In a digitally-connected world, our past may no longer be "ours". With sites like the WayBackMachine and Google’s great caching engine, our own words and the words of others ABOUT us will live long into the future. Add to this the "handles", user IDs, profiles and so on that we create in the various courses of our lives — from Facebook to Twitter, Flickr and even dating sites — and we can amass a digital footprint that extends well past the bounds of public/private and into the deeply personal.

But how might this play out for a baby? Or for, say, my nephew who is 10 years old? What is out there and how will all this data affect the relationships that he has in the future? What about his first job? His first date? Or his twentieth? What about the photos taken by his family and friends? Who sees what and who "owns" what is shown?

This video produced by Kanupriya Tewari for the Berkman Centre for Internet and Society’s Digital Natives Project shows how all this may play out for a newborn (hat tip to Katie Chatfield).
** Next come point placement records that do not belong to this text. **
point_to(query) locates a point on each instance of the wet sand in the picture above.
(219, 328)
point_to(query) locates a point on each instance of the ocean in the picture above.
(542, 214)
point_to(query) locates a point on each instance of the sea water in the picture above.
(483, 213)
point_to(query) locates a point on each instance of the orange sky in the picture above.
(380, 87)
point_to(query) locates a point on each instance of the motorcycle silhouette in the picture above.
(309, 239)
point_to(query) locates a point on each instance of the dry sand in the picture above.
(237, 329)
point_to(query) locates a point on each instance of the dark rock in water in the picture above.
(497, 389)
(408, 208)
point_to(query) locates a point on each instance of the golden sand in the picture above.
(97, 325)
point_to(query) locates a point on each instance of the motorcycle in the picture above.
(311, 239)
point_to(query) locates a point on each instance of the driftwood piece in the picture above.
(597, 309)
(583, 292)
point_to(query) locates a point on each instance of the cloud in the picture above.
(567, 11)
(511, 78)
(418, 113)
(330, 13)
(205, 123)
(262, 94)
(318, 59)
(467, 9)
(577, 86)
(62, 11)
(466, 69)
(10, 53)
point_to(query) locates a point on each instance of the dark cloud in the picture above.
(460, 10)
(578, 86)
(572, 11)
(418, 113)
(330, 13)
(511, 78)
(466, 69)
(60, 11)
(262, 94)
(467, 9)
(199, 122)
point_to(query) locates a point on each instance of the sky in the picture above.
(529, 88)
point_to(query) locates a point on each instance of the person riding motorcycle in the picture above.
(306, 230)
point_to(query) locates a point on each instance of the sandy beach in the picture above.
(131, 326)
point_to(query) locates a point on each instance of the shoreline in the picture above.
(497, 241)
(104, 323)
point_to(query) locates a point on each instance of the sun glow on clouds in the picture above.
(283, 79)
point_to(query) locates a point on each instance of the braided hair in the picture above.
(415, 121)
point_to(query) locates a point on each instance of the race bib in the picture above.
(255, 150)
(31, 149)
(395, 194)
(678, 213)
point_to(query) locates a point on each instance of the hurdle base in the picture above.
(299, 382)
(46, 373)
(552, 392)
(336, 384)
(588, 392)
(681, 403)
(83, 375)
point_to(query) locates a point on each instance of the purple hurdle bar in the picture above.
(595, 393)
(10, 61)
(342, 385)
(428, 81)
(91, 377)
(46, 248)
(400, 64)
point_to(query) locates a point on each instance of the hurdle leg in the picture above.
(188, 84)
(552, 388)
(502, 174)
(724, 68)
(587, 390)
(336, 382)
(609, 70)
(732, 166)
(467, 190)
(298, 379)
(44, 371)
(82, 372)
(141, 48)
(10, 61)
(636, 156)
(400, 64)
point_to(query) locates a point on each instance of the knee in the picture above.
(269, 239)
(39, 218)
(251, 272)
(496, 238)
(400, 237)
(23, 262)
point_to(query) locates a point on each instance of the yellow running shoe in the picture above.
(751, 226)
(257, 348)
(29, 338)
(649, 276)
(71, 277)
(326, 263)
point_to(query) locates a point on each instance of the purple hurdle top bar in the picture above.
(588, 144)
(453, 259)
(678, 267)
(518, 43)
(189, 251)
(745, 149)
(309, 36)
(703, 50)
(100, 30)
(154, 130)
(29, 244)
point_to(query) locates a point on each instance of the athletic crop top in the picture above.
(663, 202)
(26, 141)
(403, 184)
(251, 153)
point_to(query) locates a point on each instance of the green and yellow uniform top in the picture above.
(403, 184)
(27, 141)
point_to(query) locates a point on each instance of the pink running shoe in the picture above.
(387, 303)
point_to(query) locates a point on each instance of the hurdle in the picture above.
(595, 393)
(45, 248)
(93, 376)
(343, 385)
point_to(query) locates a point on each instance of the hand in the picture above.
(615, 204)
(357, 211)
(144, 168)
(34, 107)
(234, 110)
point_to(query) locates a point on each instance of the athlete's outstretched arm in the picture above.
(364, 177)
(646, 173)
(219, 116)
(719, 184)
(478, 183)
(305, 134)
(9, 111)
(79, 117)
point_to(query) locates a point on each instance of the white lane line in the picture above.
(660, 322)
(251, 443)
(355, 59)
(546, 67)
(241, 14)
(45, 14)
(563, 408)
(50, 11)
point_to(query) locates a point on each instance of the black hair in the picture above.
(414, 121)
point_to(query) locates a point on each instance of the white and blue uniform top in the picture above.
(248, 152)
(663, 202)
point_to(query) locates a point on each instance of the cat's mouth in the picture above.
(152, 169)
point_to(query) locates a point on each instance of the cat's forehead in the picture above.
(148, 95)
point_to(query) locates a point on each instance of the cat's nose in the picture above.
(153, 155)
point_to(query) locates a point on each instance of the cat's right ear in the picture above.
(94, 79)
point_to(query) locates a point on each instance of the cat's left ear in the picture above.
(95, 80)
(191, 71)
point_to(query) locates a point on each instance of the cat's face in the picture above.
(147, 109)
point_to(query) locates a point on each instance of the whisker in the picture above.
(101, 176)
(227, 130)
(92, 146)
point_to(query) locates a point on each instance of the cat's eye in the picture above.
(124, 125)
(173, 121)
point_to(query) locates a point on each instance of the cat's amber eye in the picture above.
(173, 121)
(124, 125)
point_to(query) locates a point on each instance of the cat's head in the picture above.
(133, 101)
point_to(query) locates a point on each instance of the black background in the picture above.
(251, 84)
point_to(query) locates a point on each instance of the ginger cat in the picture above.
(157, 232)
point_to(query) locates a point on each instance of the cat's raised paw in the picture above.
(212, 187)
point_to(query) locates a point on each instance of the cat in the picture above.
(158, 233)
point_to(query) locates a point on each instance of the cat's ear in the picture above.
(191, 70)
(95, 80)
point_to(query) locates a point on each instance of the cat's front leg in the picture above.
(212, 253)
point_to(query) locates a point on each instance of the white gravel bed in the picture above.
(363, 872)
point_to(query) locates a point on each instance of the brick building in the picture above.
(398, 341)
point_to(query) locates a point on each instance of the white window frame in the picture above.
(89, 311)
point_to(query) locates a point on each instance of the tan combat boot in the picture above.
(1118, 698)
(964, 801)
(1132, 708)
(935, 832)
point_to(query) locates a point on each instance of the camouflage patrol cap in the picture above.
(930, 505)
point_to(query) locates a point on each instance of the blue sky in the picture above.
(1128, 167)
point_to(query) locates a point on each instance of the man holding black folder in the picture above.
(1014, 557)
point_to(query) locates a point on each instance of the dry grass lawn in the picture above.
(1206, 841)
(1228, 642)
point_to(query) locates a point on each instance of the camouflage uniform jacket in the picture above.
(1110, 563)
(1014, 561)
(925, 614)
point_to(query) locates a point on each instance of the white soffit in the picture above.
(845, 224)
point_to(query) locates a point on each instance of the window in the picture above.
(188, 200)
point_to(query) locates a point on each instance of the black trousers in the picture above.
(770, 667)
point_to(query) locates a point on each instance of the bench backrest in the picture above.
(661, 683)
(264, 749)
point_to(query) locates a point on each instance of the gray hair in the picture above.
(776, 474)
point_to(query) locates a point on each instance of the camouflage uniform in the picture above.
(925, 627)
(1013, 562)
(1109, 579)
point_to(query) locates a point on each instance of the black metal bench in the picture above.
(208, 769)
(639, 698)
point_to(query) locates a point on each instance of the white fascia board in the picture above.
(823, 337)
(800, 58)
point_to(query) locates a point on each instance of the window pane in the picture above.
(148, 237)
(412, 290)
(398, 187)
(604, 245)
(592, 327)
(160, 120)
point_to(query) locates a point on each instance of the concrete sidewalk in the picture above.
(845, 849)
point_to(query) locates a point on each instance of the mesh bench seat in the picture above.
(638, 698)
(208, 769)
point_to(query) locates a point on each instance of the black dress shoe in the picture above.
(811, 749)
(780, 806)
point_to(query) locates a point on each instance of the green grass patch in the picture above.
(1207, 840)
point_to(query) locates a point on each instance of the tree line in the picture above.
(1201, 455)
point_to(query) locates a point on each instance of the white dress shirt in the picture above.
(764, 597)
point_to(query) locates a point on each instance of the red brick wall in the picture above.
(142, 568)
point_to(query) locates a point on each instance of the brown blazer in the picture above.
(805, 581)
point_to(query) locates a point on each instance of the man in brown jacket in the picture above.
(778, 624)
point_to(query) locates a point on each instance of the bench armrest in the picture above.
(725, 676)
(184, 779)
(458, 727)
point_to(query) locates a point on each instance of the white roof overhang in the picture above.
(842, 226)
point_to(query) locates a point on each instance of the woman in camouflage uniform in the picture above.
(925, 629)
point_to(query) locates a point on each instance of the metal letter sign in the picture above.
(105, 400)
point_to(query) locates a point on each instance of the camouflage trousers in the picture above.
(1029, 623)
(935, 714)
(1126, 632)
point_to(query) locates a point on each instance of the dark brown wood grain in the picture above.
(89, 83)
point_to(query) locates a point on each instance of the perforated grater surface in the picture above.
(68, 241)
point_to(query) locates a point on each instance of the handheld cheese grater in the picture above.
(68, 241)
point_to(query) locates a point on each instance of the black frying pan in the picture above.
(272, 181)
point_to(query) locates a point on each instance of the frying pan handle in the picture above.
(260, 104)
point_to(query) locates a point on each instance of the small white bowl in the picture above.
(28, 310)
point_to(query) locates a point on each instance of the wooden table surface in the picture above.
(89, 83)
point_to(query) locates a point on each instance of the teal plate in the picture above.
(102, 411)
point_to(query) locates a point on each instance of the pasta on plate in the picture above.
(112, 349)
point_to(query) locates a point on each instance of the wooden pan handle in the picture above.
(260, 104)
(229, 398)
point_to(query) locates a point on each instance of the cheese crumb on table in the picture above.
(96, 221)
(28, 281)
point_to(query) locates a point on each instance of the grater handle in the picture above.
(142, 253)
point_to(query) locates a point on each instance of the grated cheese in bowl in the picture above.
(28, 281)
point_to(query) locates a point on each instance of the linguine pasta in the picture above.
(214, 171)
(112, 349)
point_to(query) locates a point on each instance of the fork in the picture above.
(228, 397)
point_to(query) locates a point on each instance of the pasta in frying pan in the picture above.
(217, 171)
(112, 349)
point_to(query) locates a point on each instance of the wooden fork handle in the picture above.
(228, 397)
But watch the video, then read this account of a first date gone wrong.

There are lessons here for brands as well. Clearly, with 78% of consumers trusting the purchase advice of friends or even networked acquaintances over advertising, it pays to at least monitor the conversations that are ALREADY taking place about your products/services. And while, yes, consumers have always spoken about and discussed the brands that they love and hate, in this Age of Conversation, these sentiments are captured, stored and immediately available well into the future.

Social media may look like a tulip field, but it is, in fact, a whole new way of playing and participating. Tiptoe with care!